Paul Lasok QC and Anneliese Blackwood act for HMRC in landmark win in the Supreme Court against £100m UBS and DB ‘bankers’ bonus’ tax scheme appeal

09 Mar 2016

Paul Lasok QC and Anneliese Blackwood in Supreme Court Win

The Supreme Court has allowed HMRC’s appeals against UBS AG (“UBS”) and DB Group Services (UK) Ltd (“DB”) in relation to detailed schemes designed to avoid the payment of tax on bankers’ bonuses. The determinations and decisions which UBS and DB appealed against required the payment to HMRC of nearly £100 million. In each case, the scheme used by UBS and DB respectively was intended to take advantage of Chapter 2 of Part 7 of the Income Tax (Earnings and Pensions) Act 2003 (“ITEPA”), as amended by Schedule 22 to the Finance Act 2003. The judgement of the Supreme Court was given by Lord Reed, with whom Lord Neuberger, Lord Mance, Lord Carnwath and Lord Hodge agreed.

Lord Reed noted that there were two key factors identified in Barclays Mercantile [2004] UKHL 51, at para 34. First, “tax is generally imposed by reference to economic activities or transactions which exist, as Lord Wilberforce said, ‘in the real world’”. Secondly, tax avoidance schemes commonly include “elements which have been inserted without any business or commercial purpose but are intended to have the effect of removing the transaction from the scope of the charge”. He went on to note that Carnwath LJ said in the Court of Appeal in Barclays Mercantile, [2002] EWCA Civ 1853, at para 66, that taxing statutes generally “draw their life-blood from real world transactions with real world economic effects”. Lord Reed stated that where an enactment is of that character, and a transaction, or an element of a composite transaction, has no purpose other than tax avoidance, it can usually be said, in the words of Carnwath LJ, that “to allow tax treatment to be governed by transactions which have no real world purpose of any kind is inconsistent with that fundamental characteristic.” He concluded that, as Ribeiro PJ said in Collector of Stamp Revenue v Arrowtown Assets Ltd [2003] HKCFA 46, at para 35, where schemes involve intermediate transactions inserted for the sole purpose of tax avoidance, it is quite likely that a purposive interpretation will result in such steps being disregarded for fiscal purposes although not always. Some enactments, properly construed, confer relief from taxation even where the transaction in question forms part of a wider arrangement undertaken solely for the purpose of obtaining the relief.  He concluded that the position was ultimately summarised by Ribeiro PJ in Arrowtown Assets, at para 35: “The ultimate question is whether the relevant statutory provisions, construed purposively, were intended to apply to the transaction, viewed realistically”.
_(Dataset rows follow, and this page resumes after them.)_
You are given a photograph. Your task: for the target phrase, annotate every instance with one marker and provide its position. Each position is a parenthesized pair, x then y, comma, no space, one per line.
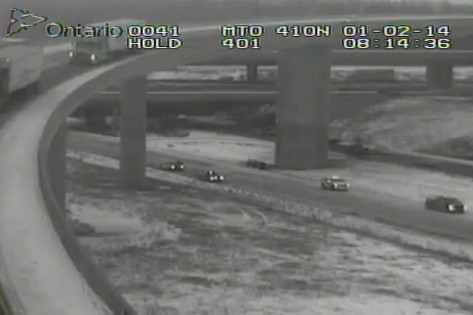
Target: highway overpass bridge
(40,277)
(439,63)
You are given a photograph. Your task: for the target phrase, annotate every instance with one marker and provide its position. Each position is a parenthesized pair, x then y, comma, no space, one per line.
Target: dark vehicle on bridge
(213,177)
(257,164)
(334,183)
(445,204)
(173,166)
(358,150)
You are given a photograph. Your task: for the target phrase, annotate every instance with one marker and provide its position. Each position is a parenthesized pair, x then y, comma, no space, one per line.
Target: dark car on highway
(173,166)
(334,183)
(257,164)
(213,177)
(358,150)
(445,204)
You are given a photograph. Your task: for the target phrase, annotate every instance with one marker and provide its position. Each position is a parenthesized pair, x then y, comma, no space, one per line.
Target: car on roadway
(334,183)
(173,166)
(213,177)
(445,204)
(257,164)
(82,229)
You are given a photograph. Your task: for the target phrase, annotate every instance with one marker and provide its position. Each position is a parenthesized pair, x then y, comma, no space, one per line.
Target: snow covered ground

Lord Reed considered that section 423 of ITEPA, when construed purposively, was not intended to apply to the schemes in question. He found that the reference in section 423(1) to “any contract, agreement, arrangement or condition which makes provision to which any of subsections (2) to (4) applies” was to be construed as being limited to provision having a business or commercial purpose, and not to commercially irrelevant conditions whose only purpose is the obtaining of the exemption. On the facts he found that the restrictions on the shares in the UBS and DB schemes respectively were commercially irrelevant conditions whose only purpose was the obtaining of the exemption. As a consequence he concluded that the schemes involved the provision of unrestricted shares and as such fell outside the tax exemption provided for in Chapter 2 of Part 7 of ITEPA.

Paul Lasok QC and Anneliese Blackwood appeared on behalf of HMRC.